About our altar: Each month the gathered community will
create the sacred space according to the theme of the month. You are invited to
bring a reading or an object to share. We will also provide some materials for
you to create a response to our theme.
The service begins
with the sound of the bells
Welcome
Music
Kristen plays flute
Lighting of
candles in bowls while we sing
God to Enfold Us (Iona) singing 3 times
God to enfold us, Christ to uphold us,
Spirit to keep us in heaven’s sight;
So may God grace us, heal us, embrace us,
Lead us through the darkness into the light
Opening Prayer (from Rabbi Arthur Waskow)
One: In the beginning, darkness covered the
face of the deep.
Many: Then the rushing breath of life hovered over
the waters.
All: Let us breathe together.
One: Let us catch our breath from the need to
make, to do.
Many: Let us be conscious of the Breath of Life.
One: We breathe out what the trees breathe in.
Many: We breathe in what the trees breathe out.

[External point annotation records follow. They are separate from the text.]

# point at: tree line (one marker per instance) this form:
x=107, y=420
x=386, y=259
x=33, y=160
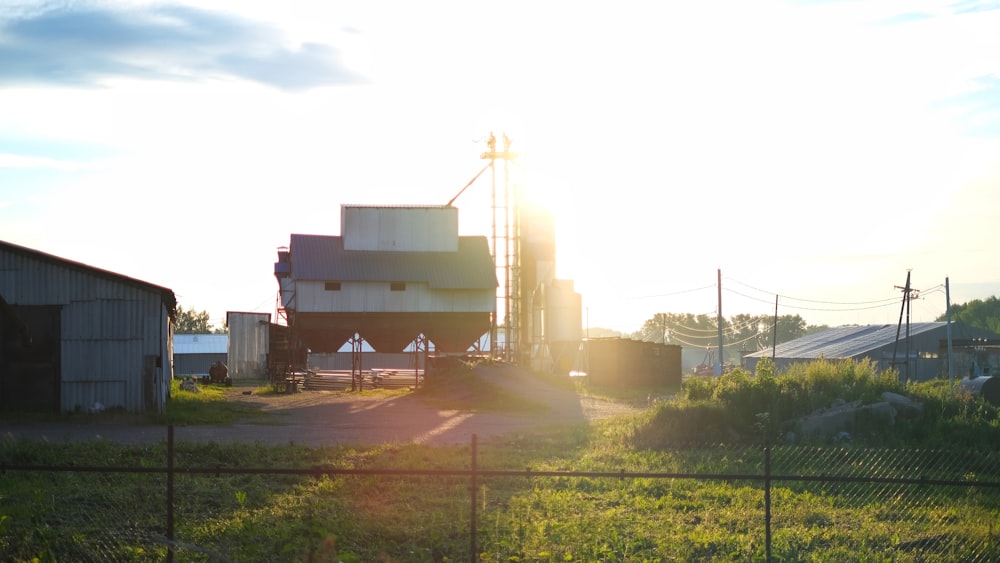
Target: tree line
x=741, y=332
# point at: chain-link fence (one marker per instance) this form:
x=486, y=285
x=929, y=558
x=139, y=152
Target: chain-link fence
x=719, y=503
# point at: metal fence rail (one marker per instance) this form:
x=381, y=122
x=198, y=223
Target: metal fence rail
x=904, y=505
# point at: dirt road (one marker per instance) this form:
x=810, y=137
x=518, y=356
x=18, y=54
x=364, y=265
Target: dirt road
x=323, y=418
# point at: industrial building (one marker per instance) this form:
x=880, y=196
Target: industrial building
x=394, y=276
x=920, y=350
x=400, y=278
x=248, y=345
x=619, y=362
x=75, y=337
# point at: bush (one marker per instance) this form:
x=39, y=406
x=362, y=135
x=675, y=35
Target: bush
x=745, y=408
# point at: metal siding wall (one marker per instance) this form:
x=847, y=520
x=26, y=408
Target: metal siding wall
x=375, y=297
x=341, y=361
x=248, y=345
x=107, y=328
x=196, y=364
x=400, y=228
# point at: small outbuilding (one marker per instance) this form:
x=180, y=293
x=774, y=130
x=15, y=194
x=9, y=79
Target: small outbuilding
x=618, y=362
x=76, y=337
x=194, y=354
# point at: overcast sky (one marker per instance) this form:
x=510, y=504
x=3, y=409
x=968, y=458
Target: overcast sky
x=812, y=150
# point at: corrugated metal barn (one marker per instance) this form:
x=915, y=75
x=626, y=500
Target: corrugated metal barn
x=75, y=337
x=396, y=273
x=924, y=357
x=249, y=341
x=194, y=354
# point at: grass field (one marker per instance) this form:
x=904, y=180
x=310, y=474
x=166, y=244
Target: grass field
x=49, y=516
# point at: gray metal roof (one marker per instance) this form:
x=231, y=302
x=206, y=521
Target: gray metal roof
x=166, y=295
x=320, y=257
x=201, y=343
x=845, y=341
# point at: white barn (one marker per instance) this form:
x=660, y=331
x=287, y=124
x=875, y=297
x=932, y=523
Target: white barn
x=75, y=337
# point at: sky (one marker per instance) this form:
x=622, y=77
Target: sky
x=811, y=153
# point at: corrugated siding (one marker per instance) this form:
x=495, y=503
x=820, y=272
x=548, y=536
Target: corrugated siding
x=342, y=361
x=423, y=229
x=196, y=364
x=377, y=297
x=109, y=328
x=323, y=258
x=248, y=345
x=201, y=344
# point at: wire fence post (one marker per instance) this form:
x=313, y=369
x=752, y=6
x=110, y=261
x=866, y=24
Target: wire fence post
x=472, y=533
x=170, y=493
x=767, y=501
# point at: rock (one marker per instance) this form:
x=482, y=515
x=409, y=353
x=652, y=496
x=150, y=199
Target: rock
x=905, y=406
x=829, y=422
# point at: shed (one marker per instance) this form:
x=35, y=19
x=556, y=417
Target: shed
x=195, y=353
x=249, y=343
x=76, y=337
x=923, y=357
x=619, y=362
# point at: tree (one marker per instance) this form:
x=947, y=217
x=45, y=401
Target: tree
x=747, y=332
x=190, y=321
x=977, y=313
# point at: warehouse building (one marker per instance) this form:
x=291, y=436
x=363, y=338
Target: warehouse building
x=75, y=337
x=918, y=352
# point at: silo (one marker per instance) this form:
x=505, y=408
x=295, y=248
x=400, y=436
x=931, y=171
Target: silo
x=562, y=328
x=249, y=339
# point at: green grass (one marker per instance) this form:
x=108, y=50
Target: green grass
x=79, y=516
x=209, y=406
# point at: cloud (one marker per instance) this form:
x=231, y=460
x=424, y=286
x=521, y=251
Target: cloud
x=83, y=45
x=979, y=107
x=21, y=161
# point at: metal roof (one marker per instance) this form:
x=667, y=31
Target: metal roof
x=201, y=343
x=166, y=295
x=320, y=257
x=845, y=341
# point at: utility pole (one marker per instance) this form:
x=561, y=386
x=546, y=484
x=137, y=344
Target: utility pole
x=774, y=340
x=951, y=355
x=908, y=295
x=718, y=371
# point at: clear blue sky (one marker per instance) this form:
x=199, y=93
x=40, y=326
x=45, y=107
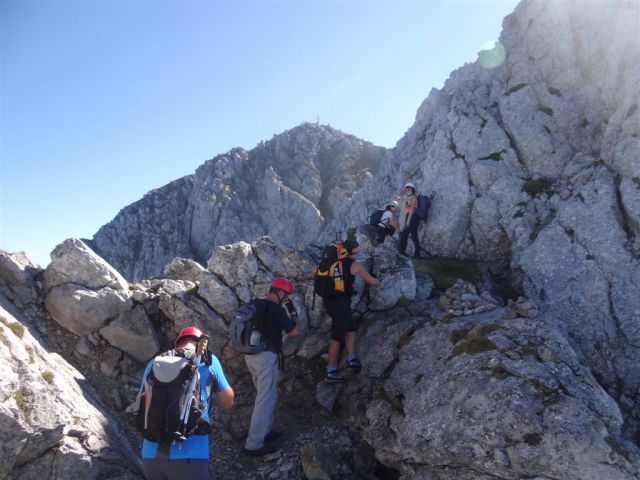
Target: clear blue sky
x=102, y=101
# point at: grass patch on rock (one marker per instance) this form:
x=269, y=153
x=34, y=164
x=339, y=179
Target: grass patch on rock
x=15, y=327
x=533, y=439
x=444, y=271
x=474, y=341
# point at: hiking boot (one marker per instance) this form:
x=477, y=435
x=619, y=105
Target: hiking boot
x=354, y=364
x=260, y=452
x=333, y=377
x=273, y=436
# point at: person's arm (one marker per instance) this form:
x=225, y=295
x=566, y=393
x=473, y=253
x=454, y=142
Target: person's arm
x=358, y=269
x=225, y=398
x=224, y=394
x=295, y=331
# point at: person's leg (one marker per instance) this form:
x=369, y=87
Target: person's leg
x=265, y=368
x=332, y=306
x=332, y=356
x=415, y=224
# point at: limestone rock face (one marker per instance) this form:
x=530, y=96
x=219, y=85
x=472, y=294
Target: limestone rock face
x=535, y=163
x=51, y=423
x=284, y=188
x=485, y=396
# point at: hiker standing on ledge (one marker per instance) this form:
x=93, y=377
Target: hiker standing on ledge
x=411, y=221
x=188, y=457
x=263, y=366
x=338, y=307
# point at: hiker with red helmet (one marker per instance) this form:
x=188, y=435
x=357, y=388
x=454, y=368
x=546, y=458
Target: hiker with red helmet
x=264, y=365
x=173, y=414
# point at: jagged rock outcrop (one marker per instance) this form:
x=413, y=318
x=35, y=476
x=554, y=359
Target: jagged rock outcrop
x=52, y=423
x=536, y=166
x=483, y=397
x=284, y=188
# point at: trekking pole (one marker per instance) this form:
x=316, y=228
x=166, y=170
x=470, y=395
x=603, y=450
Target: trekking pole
x=186, y=405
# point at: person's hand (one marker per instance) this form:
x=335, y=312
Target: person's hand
x=291, y=308
x=201, y=348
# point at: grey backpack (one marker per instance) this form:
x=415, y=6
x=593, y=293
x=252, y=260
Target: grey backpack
x=247, y=327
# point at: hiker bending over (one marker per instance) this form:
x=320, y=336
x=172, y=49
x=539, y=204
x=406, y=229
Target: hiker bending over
x=264, y=365
x=388, y=222
x=182, y=447
x=411, y=221
x=338, y=307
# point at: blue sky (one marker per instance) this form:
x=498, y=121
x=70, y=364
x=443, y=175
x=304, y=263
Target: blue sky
x=102, y=101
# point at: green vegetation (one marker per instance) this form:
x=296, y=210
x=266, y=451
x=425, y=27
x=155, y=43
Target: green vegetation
x=351, y=234
x=48, y=376
x=444, y=271
x=21, y=399
x=15, y=327
x=472, y=346
x=533, y=439
x=537, y=186
x=458, y=334
x=472, y=342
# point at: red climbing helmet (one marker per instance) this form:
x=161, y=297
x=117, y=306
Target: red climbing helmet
x=188, y=332
x=282, y=284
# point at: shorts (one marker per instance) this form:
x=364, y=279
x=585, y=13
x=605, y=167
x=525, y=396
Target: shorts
x=342, y=321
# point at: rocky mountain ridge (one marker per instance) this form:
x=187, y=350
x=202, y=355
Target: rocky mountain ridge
x=285, y=187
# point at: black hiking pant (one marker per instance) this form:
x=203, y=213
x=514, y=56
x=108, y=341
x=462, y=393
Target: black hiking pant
x=412, y=229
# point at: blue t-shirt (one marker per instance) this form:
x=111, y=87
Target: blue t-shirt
x=195, y=446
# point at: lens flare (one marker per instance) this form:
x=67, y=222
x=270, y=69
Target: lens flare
x=492, y=55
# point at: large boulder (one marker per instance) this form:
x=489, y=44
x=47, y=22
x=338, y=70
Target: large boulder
x=52, y=424
x=20, y=276
x=535, y=161
x=74, y=262
x=488, y=398
x=81, y=310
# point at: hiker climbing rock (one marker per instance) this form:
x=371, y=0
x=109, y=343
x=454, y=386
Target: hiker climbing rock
x=416, y=208
x=334, y=283
x=173, y=408
x=271, y=320
x=385, y=221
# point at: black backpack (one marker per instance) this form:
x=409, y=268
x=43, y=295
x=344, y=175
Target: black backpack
x=247, y=327
x=331, y=275
x=159, y=405
x=375, y=217
x=424, y=203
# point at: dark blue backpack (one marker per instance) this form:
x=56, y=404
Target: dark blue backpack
x=424, y=203
x=375, y=217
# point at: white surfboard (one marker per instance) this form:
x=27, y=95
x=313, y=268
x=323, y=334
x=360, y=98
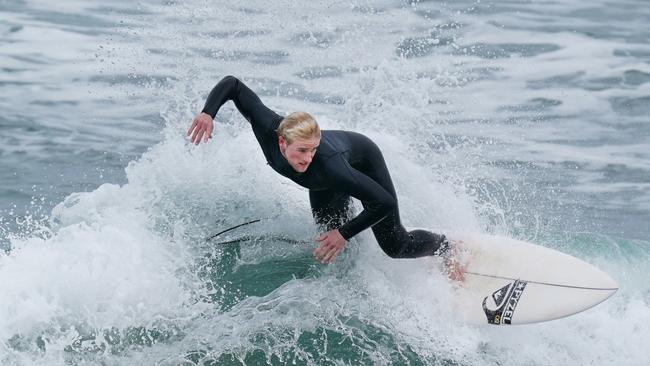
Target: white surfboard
x=509, y=281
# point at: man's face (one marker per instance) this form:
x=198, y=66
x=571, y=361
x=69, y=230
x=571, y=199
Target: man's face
x=299, y=153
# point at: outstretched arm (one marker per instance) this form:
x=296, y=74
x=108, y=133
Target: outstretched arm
x=246, y=101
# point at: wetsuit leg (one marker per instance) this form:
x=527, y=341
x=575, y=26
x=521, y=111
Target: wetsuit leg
x=330, y=208
x=391, y=235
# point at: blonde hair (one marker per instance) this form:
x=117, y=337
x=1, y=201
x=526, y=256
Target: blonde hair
x=298, y=126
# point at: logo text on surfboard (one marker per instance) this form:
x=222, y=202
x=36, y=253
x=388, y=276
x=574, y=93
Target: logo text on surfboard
x=500, y=307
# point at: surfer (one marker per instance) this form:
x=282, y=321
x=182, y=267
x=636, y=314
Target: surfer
x=334, y=165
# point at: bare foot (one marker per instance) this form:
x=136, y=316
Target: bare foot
x=455, y=262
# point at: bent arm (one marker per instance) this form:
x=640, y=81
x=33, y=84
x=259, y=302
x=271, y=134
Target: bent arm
x=377, y=201
x=246, y=101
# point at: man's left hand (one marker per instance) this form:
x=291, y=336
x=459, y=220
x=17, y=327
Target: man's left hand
x=331, y=245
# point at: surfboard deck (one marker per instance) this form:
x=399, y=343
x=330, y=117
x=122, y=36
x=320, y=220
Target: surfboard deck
x=508, y=281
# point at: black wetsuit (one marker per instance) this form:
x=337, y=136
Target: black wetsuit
x=346, y=164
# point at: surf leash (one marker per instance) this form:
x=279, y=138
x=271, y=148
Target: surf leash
x=232, y=228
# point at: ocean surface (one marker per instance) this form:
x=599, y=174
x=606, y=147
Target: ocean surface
x=528, y=119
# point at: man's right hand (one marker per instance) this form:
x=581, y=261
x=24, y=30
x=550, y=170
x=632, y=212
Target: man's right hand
x=201, y=128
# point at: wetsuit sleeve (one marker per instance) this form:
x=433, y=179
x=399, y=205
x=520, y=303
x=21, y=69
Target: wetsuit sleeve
x=246, y=101
x=377, y=201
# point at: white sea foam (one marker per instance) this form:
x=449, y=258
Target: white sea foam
x=131, y=255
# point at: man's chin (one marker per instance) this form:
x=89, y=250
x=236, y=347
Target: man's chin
x=301, y=168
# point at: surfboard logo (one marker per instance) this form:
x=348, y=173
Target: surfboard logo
x=500, y=306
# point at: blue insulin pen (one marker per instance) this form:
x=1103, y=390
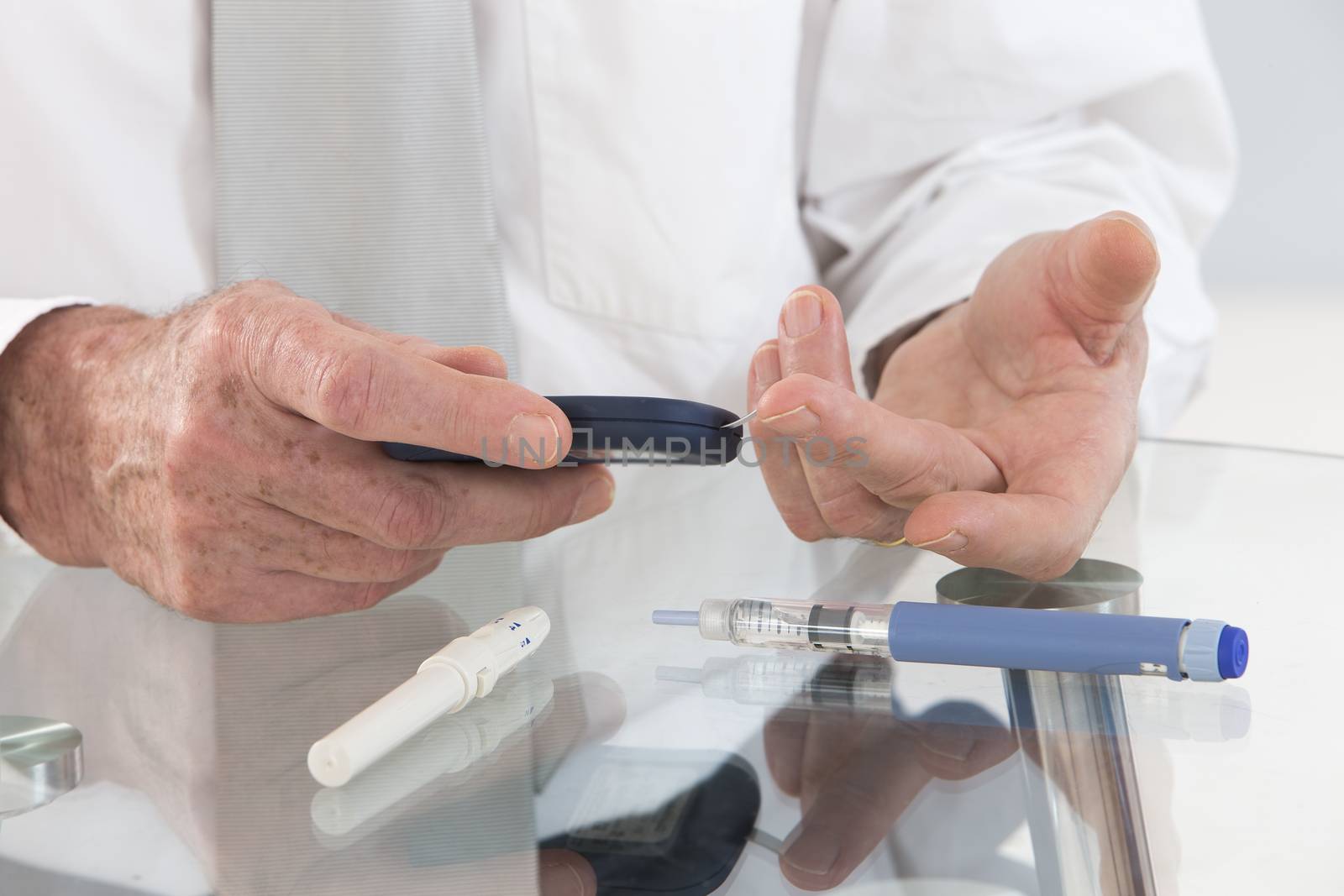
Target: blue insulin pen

All: Together we breathe each other into
life.
Blessed is the One within the many.
Blessed are the Many who make one.
This is My Song (tune Findlandia) verse 1
This is my song, Oh God of all the nations,
a song of Peace for lands afar and mine.
This is my home, the country where my heart
is;
here are my hopes, my dreams, my sacred
shrine.
but other hearts in other lands are beating,
with hopes and dreams as true and high as
mine.
Reading or Sharing
This is My Song verse 2
My country’s skies are bluer than the ocean,
and sunlight beams on cloverleaf and pine.
But other lands have sunlight too and clover,
and skies are everywhere as blue as mine.
Oh hear my song, oh God of all the nations,
a song of Peace for their land and for mine.
Reading or Sharing
This is My Song verse 3
May Truth and Freedom come to every nation;
may Peace abound where strife has raged so
long;
that each may seek to love and build together,
a world united, righting every wrong;
a world united in its love for freedom,
proclaiming Peace together in one song.
Reading or Sharing
“Come and fill our hearts” (Taize) three
times
Come and fill our hearts with your peace.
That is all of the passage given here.